Résultats et discussion
Vingt et une molécules, dont le lonafarnib, ont démontré une activité antivirale contre le RSV. Le lonafarnib est approuvé pour le syndrome de progéria de Hutchinson-Gilford et fait l’objet d’essais cliniques de phase III pour les infections par le virus de l’hépatite delta. Le lonafarnib, mais pas le tipifarnib, a démontré une inhibition de l’infection par le RSV, comme en témoigne la réduction de l’activité du virus rapporteur, la réduction des plaques et la suppression de la formation de syncytia dans les cellules infectées. De plus, il a été constaté que le lonafarnib, et non le tipifarnib, interagissait avec la protéine F de pré-fusion dans un site de liaison qui a déjà été observé pour d’autres inhibiteurs de fusion.
Les populations virales exposées au lonafarnib ont accumulé deux mutations codantes (T335I et T400A) au sein de la protéine de fusion du RSV, conduisant à une résistance phénotypique au lonafarnib. De plus, le lonafarnib s’est avéré inhiber l’entrée du RSV dans les cellules en se liant à la protéine de fusion et en inhibant la fusion membranaire. Cette inhibition s’est avérée être surmontée par des mutations de résistance dans la protéine de fusion.

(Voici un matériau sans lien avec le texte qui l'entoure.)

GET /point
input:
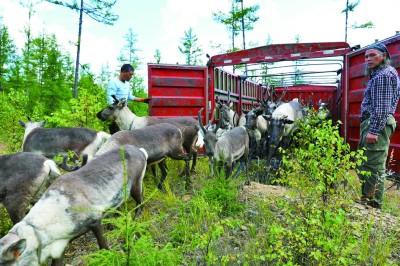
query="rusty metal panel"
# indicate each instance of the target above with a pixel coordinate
(176, 90)
(354, 89)
(281, 52)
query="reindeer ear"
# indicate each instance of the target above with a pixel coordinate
(115, 98)
(21, 123)
(288, 121)
(122, 102)
(14, 251)
(267, 117)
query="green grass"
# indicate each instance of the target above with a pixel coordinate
(210, 224)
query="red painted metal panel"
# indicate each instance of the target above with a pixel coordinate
(354, 88)
(177, 90)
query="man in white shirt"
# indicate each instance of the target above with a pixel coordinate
(121, 88)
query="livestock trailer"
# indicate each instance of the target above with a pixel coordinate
(331, 72)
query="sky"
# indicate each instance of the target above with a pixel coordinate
(160, 24)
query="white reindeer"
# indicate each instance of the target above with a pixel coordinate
(74, 204)
(282, 123)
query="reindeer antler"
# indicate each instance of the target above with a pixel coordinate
(115, 98)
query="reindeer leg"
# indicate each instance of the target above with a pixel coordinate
(194, 162)
(228, 169)
(163, 168)
(153, 170)
(98, 232)
(57, 262)
(186, 171)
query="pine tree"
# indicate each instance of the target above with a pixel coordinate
(190, 49)
(99, 10)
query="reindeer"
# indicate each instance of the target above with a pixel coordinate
(74, 204)
(51, 142)
(210, 138)
(119, 112)
(230, 147)
(257, 127)
(282, 123)
(23, 178)
(160, 141)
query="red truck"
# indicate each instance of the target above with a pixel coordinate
(332, 72)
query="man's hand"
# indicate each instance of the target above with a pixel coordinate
(370, 138)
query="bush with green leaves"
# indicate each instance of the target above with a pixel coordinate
(314, 228)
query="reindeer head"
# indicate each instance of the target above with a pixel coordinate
(111, 111)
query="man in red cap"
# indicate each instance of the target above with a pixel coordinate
(377, 123)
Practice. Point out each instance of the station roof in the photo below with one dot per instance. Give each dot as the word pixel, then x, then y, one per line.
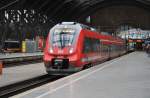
pixel 59 10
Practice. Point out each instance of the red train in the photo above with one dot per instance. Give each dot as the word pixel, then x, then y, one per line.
pixel 71 46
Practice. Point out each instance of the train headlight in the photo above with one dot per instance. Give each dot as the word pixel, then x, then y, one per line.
pixel 51 50
pixel 71 50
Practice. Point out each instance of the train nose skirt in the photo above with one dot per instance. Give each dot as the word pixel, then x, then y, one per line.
pixel 60 63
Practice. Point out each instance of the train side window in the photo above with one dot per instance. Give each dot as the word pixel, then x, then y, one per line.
pixel 86 45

In vitro, les associations de lonafarnib et de ribavirine ont montré une activité inhibitrice mineure ou légèrement synergique à des doses sélectionnées. Le traitement au lonafarnib après inoculation dans les cellules A549 a limité la propagation du virus HRSV GFP de 30 % par rapport aux témoins. Dans le modèle de culture cellulaire BCi-NS1.1, le traitement prophylactique au lonafarnib des côtés apical et basolatéral a inhibé de manière dose-dépendante l’infection par le RSV, entraînant une réduction de 10 à 15 fois de la charge virale. L’application thérapeutique de lonafarnib uniquement du côté basolatéral a également réduit la charge virale d’environ 50 % dans une infection clinique par un isolat de RSV.

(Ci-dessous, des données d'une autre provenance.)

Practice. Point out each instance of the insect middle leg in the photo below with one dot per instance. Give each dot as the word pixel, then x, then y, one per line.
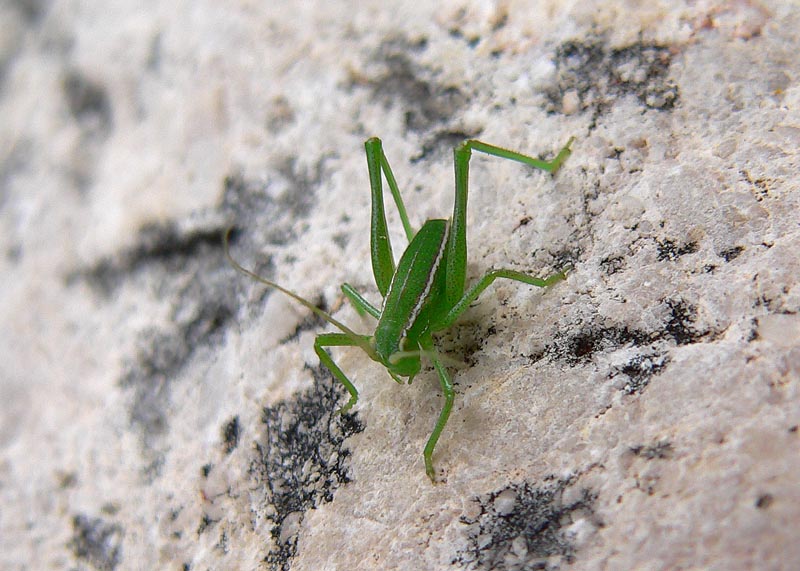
pixel 380 245
pixel 361 305
pixel 463 304
pixel 457 241
pixel 338 340
pixel 444 415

In vivo, les animaux traités au lonafarnib ont présenté un signal du virus rapporteur significativement réduit dans les poumons et le nez par rapport aux témoins. Au jour 4, une diminution dose-dépendante a été observée dans l’acide ribonucléique viral dans les poumons des souris traitées, et la perte de poids était moindre par rapport aux témoins. Cependant, des infiltrats cellulaires ont été observés dans les poumons des souris traitées au lonafarnib.
Conclusion
En conclusion, l’étude a identifié le lonafarnib comme un candidat thérapeutique potentiel pour le traitement du VRS, soulignant l’utilité des études de réutilisation des médicaments. Les résultats démontrent l’activité antivirale prometteuse du lonafarnib dans la culture cellulaire ainsi que dans les modèles murins d’infection par le VRS. Des recherches plus approfondies sont nécessaires pour confirmer les résultats.